Zwei Frauen wollen an die SPD-Spitze
Andrea Nahles hat unerwartet Konkurrenz im Rennen um das Amt der SPD-Parteichefin bekommen. Simone Lange, die weitgehend unbekannte Bürgermeisterin von Flensburg, fordert sie heraus.
Drei Dinge sind schon vor dem Sonderparteitag der SPD am Sonntag klar: Künftig wird erstmals eine Frau die SPD anführen. Diese Frau wird Fraktionschefin Andrea Nahles sein. Und sie wird nicht 100 Prozent erzielen wie ihr Vorgänger Martin Schulz.

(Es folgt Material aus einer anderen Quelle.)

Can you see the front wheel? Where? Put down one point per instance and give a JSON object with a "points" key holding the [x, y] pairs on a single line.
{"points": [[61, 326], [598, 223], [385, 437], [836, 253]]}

Nahles hat eine Gegenkandidatin. Chancen hat die kaum bekannte Herausforderin Simone Lange allerdings nicht wirklich. Anfangs wurde ihre Kandidatur nicht einmal ernst genommen. Bei Langes Bewerbungstour durch das Land hat sich aber gezeigt, dass sie vielen aus der Seele spricht. Ihre Kampagne ist im Prinzip die Fortsetzung der „No GroKo“-Kampagne der Jusos. Ihr Ziel ist es, die SPD weit nach links zu steuern. Dazu will Lange die umstrittene Hartz-IV-Reform sowie den Niedriglohnsektor abschaffen. Auch die Sanktionen gegen Russland sollen beendet werden. Die Bürgermeisterin will die SPD wieder unterscheidbar machen als Partei der sozial Benachteiligten.

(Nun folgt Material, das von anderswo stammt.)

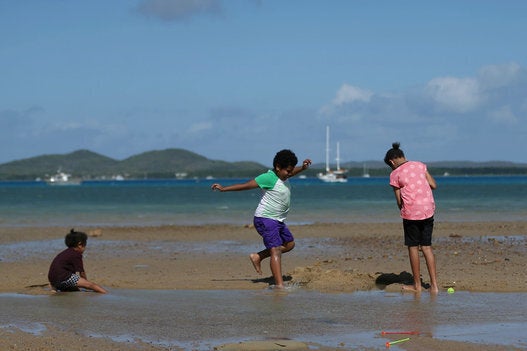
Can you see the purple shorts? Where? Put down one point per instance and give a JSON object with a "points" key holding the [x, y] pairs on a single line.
{"points": [[273, 232]]}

Stein des Anstoßes für ihre Kandidatur war die Art und Weise, wie die Parteispitze Nahles nach Schulz’ Rückzug inthronisieren wollte. Der engste Führungszirkel versuchte die Fraktionsvorsitzende entgegen der Statuten als kommissarische Parteivorsitzende einzusetzen. Dagegen rebellierten Teile der Partei. Lange war die Erste, die ihre Gegenkandidatur ankündigte. Der Versuch, eine Kandidatin ohne große Diskussion durchzuwinken, zeuge nicht von einem Neuanfang, sondern bestätige das Ohnmachtsgefühl an der Basis, meinte sie – und schuf eine Wahlmöglichkeit.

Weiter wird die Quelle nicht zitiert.